By Heather Graham-Ashley, III Corps and Fort Hood Public AffairsJanuary 12, 2012
FORT HOOD, Texas (Jan. 12, 2012_ -- A massive outpouring of support from Fort Hood, surrounding communities and social media helped a potential nightmare for one Fort Hood family end happily last week.
Shortly after 4 p.m. on Jan. 5, a Fort Hood Police bike patrol officer was flagged down in Kouma Village for a report of a missing/runaway child, said Capt. Jonathan Caylor, public information officer, Fort Hood Directorate of Emergency Services, or DES.
After an initial search of the immediate area yielded nothing, the search efforts were expanded. Further investigation revealed the 10-year-old girl, a student at Clear Creek Elementary, left on her own accord and was playing with other children her age at a location off post, according to information provided by Fort Hood DES.
The girl was eventually located at a residence in Killeen and officers from the Killeen Police Department facilitated her return home, the DES report stated. The girl was reunited with her parents around 8:30 p.m.
Efforts to locate the girl were coordinated with Fort Hood DES and other assets, including the mayor and community life noncommissioned officer at Kouma Village, Kouma residents, Fort Hood Soldiers and family members and the police departments from adjacent communities, but social media played a vital role in the search.
"Facebook provided great information," Fort Hood Garrison Commander Col. Mark Freitag said. "It was a great community and post effort to find a missing child."
More than 100 volunteers from Fort Hood and surrounding communities flooded Kouma to assist with search efforts, prompted by a posting on Kouma Village's Facebook page at 5:42 p.m. that announced the missing girl.
"The community involvement was overwhelming in a good way," Caylor said. "We had a group of selfless people who wanted to come out and volunteer."
That initial Facebook post quickly spread across the Internet as volunteers came out to search, others re-posted the alert, and well-wishers posted hopeful messages for her safe return.
"What's impressive was that Facebook was able to make this happen," volunteer searcher Susan Beaver said, noting that she found out about the missing child from an area Facebook page.
Staff Sgt. Rochelle Peters, 1st Medical Brigade, came to help, accompanied by her husband.
"There was a child missing," she said. "You want to do all you can to help find her and make sure she's returned safely to her family. If that were our child, I'd hope that people would do the same."

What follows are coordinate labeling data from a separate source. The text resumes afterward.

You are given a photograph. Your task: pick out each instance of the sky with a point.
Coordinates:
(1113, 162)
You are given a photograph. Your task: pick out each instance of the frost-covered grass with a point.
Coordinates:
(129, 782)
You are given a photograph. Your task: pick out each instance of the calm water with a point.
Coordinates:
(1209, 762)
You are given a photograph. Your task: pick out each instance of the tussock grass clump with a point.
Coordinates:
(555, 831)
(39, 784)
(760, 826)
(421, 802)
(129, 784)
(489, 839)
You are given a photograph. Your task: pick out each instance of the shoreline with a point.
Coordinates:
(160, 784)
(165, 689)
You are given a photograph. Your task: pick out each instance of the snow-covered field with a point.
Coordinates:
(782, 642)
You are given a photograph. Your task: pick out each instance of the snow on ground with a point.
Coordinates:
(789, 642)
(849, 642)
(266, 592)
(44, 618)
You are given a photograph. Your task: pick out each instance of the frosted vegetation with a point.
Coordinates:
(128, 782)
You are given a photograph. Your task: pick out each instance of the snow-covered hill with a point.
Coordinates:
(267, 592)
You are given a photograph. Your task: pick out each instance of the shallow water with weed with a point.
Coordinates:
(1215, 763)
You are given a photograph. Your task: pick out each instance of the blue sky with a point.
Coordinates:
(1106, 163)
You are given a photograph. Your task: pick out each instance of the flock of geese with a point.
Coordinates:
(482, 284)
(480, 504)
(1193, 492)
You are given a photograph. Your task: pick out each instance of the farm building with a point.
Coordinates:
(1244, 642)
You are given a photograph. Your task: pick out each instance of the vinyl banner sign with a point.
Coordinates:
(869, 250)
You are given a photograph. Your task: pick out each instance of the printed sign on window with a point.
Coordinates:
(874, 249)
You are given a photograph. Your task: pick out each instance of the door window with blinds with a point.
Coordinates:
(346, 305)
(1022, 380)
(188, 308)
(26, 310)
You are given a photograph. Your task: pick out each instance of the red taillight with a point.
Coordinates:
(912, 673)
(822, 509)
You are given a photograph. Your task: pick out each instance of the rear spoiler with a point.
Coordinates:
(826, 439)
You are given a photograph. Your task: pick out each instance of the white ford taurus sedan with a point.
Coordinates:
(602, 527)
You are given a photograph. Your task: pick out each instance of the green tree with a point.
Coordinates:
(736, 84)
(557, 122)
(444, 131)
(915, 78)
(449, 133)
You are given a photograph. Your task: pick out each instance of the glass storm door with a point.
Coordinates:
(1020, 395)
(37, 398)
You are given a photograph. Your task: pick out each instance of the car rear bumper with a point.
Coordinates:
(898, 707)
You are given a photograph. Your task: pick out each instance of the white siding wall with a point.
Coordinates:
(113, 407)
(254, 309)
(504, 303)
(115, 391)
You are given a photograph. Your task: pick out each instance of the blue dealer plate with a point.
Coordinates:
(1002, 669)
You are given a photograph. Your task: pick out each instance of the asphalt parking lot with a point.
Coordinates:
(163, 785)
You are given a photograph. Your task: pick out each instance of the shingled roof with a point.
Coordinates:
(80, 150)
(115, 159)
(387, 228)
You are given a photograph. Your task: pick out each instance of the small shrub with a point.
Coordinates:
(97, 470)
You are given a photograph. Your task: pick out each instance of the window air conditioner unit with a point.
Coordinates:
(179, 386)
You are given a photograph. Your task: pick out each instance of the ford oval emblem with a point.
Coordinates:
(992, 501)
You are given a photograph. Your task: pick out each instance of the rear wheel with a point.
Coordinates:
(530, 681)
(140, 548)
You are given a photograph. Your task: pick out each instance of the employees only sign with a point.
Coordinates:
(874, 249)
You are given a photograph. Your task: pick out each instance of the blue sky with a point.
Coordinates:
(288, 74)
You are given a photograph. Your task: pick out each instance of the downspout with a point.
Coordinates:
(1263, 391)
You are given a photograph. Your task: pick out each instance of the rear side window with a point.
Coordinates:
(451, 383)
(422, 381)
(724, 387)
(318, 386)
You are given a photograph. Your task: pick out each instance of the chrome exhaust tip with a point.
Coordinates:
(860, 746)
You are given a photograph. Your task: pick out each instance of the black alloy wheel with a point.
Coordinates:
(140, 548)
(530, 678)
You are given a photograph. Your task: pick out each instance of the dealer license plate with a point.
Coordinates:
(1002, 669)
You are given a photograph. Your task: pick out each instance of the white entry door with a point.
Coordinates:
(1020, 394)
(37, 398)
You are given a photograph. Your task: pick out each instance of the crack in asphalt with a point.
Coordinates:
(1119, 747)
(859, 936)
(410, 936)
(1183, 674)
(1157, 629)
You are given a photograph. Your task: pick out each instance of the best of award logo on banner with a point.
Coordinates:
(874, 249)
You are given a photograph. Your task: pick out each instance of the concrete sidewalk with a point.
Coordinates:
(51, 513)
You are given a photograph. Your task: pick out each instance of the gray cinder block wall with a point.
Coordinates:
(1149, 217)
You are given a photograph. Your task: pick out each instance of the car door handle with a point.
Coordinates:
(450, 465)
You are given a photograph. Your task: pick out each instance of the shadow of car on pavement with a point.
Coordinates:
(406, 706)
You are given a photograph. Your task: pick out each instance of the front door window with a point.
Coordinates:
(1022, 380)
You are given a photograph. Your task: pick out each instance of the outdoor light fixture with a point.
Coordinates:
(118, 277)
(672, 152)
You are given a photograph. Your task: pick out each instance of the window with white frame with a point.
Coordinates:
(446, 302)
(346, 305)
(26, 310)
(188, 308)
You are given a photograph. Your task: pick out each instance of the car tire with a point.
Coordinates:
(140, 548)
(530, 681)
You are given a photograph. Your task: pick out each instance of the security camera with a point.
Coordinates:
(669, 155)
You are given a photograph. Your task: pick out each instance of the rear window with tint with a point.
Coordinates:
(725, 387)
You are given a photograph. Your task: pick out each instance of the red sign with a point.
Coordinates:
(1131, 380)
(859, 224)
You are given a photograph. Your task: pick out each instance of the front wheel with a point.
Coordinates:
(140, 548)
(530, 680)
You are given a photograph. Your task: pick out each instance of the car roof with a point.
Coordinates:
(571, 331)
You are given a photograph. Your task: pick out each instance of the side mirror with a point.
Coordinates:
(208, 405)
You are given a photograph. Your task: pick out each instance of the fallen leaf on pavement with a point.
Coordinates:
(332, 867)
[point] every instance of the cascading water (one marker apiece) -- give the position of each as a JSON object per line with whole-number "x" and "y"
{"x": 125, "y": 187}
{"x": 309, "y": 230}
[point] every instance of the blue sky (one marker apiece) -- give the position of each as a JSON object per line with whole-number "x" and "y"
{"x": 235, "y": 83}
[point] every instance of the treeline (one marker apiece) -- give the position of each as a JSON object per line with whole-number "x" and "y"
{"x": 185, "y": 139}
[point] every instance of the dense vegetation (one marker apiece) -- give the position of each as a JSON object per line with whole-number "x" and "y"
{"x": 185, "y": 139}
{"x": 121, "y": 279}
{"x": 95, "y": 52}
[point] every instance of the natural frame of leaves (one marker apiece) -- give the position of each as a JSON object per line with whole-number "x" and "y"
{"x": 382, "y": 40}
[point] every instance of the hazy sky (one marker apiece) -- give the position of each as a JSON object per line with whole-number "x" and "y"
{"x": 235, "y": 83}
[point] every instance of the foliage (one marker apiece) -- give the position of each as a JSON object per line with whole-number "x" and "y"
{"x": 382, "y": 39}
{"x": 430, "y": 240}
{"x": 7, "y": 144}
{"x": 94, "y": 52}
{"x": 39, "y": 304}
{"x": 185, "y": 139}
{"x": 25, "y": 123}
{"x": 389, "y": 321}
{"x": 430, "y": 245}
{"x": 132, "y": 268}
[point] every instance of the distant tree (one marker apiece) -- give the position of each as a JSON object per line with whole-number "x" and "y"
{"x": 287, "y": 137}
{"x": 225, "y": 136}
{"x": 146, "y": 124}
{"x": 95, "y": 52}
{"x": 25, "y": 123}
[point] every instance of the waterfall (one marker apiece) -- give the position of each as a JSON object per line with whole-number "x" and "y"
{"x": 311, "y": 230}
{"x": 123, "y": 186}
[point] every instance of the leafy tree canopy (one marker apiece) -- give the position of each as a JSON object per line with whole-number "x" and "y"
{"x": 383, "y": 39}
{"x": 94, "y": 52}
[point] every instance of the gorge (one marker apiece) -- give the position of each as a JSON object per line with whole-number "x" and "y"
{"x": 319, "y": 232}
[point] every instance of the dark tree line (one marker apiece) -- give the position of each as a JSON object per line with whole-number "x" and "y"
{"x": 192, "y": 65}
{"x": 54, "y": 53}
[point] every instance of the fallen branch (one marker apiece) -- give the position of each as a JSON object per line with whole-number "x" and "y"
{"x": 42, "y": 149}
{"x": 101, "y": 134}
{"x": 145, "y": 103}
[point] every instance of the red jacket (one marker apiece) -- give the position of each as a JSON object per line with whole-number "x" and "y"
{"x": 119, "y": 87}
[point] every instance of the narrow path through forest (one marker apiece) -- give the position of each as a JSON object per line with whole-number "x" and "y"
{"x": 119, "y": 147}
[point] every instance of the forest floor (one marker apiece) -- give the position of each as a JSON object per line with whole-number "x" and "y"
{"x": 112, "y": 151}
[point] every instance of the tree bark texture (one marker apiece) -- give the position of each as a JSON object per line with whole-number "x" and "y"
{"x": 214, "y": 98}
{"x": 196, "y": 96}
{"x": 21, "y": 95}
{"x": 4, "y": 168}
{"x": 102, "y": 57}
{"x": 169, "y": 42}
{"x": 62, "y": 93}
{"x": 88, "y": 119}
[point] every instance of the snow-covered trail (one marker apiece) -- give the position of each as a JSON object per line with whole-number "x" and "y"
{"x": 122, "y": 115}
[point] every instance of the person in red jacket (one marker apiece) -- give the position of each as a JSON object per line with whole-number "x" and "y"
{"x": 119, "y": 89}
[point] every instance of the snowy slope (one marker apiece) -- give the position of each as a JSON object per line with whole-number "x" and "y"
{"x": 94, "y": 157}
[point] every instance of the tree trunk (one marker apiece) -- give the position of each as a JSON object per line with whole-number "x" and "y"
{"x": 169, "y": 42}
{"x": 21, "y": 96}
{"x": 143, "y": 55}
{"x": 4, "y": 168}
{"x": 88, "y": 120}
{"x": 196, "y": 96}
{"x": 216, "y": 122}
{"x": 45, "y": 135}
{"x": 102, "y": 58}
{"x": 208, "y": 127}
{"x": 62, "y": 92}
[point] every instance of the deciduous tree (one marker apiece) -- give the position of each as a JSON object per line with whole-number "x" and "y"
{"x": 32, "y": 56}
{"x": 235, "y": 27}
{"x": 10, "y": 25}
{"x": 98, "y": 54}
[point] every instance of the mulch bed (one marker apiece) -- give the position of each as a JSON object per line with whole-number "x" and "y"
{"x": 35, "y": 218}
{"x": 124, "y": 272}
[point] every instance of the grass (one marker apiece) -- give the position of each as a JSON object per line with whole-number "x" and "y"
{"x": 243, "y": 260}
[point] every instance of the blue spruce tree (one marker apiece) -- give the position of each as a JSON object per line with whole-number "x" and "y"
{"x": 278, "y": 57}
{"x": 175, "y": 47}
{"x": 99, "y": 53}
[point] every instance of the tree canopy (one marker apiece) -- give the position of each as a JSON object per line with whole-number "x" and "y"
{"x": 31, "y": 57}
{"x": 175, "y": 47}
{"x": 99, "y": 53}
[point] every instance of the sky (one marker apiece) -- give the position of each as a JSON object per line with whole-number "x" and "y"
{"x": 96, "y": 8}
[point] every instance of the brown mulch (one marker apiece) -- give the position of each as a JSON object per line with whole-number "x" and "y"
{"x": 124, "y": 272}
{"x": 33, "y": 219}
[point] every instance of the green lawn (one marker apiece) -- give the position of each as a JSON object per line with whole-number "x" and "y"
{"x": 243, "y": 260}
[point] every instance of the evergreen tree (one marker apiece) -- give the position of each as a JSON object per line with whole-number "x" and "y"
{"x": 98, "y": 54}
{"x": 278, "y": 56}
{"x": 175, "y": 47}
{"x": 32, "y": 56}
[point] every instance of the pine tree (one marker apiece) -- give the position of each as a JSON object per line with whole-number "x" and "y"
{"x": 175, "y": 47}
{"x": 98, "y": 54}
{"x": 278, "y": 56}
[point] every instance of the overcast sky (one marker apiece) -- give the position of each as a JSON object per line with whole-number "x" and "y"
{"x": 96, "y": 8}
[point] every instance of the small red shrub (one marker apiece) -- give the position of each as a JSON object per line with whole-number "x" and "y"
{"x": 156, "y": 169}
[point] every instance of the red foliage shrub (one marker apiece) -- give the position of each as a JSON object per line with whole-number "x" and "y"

News stations picked up the story and broadcast the news about the missing child and the search.
Using social media and reports from those searching, Fort Hood DES officials worked to verify information from the Mobile Command Center they established in Kouma Village.
"It is important to note that this is a success story from all perspectives," Caylor said. "Social media was a significant driving force for the response, and support given to ensure the safe return of the missing/runaway child was overwhelming."
Fort Hood DES has specific standard operating procedures for situations such as this, Caylor said, but the use of social media and its resulting flood of information and volunteers could add to that SOP.
"We need to educate our communities on how to support and what support to give," Caylor said. "Social media is what helped us determine there was a need to educate the communities about where to get their sources and how to organize efforts."
He reiterated that all information involving a situation at Fort Hood must first be released through III Corps and Fort Hood Public Affairs.
Facebook postings that include conjecture, unverified information and opinions can confuse an investigation, so the benefits of two-way dialogue provided by social media can become a little problematic.
"Kouma Village did the right thing by posting on the III Corps and Fort Hood Facebook page," explained Christie Vanover, command information officer, III Corps and Fort Hood public affairs.
Some postings asked why an Amber Alert was not issued and why Fort Hood did not use the "Big Voice" mass notification system.
"An Amber Alert is tied to a vehicle," said Lt. Jennifer Rounds, supervisory police officer, Fort Hood DES. "There was no vehicle involved in this situation, so no Amber Alert would have been issued."
Caylor said the mass notification could have been utilized, but the search was resolved before the system was needed.
Future trainings and briefings conducted by Caylor at neighborhood town halls and to village mayors will include the SOP for missing children, he said.
In the end, the important part was that the girl was returned safely, thanks largely to the enormous outpouring of help and support from the community.
"Everyone came together to make sure the girl was returned to her parents safe and unharmed," Caylor said. "The reunion was good."
(Sentinel Design Editor Dawn Pandoliano contributed to this story.)